Befunderhebungsfehler nach groben Diagnosefehler

Beruht das Unterlassen der Erhebung weiterer Befunde darauf, dass der Arzt vorliegende Befunde falsch bewertet hat – also ein Diagnoseirrtum vorliegt – so ist die Bewertung des Unterlassens weiterer Befunderhebung als eigenständiger Befunderhebungsfehler jedenfalls dann nicht ausgeschlossen, wenn der zugrunde liegende Diagnoseirrtum fundamental, also grob behandlungsfehlerhaft war. Nach Auffassung des OLG München im Urteil vom 25.01.2024  (Az. 24 U 2058/22) entfalte der fundamentale Diagnoseirrtum keine Sperrwirkung mit Blick auf die Annahme eines Befunderhebungsfehlers.

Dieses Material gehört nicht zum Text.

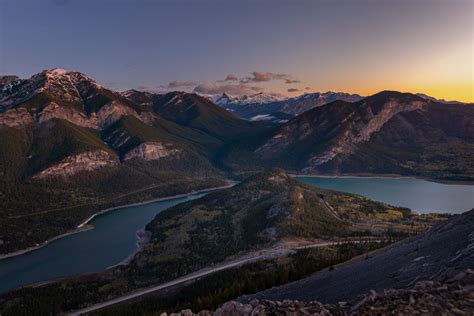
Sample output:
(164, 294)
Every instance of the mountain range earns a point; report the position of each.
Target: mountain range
(268, 107)
(66, 142)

Die Berufung der Beklagten gegen das Teil- und Grundurteil des Landgerichts Kempten wurde zurückgewiesen. Zugrunde lag eine Klage der gesetzlichen Kranken- bzw. Pflegeversicherungen, mit der diese Schadensersatzansprüche aus übergegangenem Recht gegen die beklagte Gynäkologin für Aufwendungen geltend gemacht hatten, die die Klägerinnen für das schwerst geschädigt zur Welt gekommene Kind erbracht hatten. Im Zentrum stand dabei der Vorwurf, die Beklagte habe ein CTG nach 20 Minuten beendet, obwohl dieses zu diesem Zeitpunkt Auffälligkeiten zeigte. Der Beklagten waren die Herztöne mit mehr als 25 Schlägen innerhalb 1 Minute zwar aufgefallen, sie hatte dies jedoch nicht als „suspekt“ angesehen. Gestützt auf die Ausführungen des gerichtlichen Sachverständigen lag damit nicht nur ein (einfacher) Diagnoseirrtum, sondern ein fundamentaler Diagnoseirrtum im Sinne eines schweren Behandlungsfehlers vor, da es nach den in der einschlägigen AWMF-Leitlinie festgelegten Kriterien keinerlei Bewertungsspielraum gäbe, der es gestatten würde, ein CTG mit dieser Bandbreite in der Herzfrequenz als nicht suspekt einzustufen. Obwohl ein als einfacher Behandlungsfehler zu klassifizierender Diagnoseirrtum eine Sperrwirkung dergestalt entfalte, dass eine aufgrund des Diagnosefehlers unterlassene Befunderhebung nicht (zusätzlich) als (einfacher oder grober) Befunderhebungsfehler gewertet werden dürfe, entfalle diese Privilegierung nach Auffassung des Senats bei einem sogenannten fundamentalen Diagnoseirrtum, der als grober Behandlungsfehler einzustufen ist. Allerdings erfolgt für diese Bewertung im Urteil keine Begründung; der Verweis auf das Urteil des BGH vom 21.12.2010 – VI ZR 284/09 – geht fehl, da hier in Bezug auf eine Sperrwirkung oder ihren Wegfall nichts ausgeführt wird.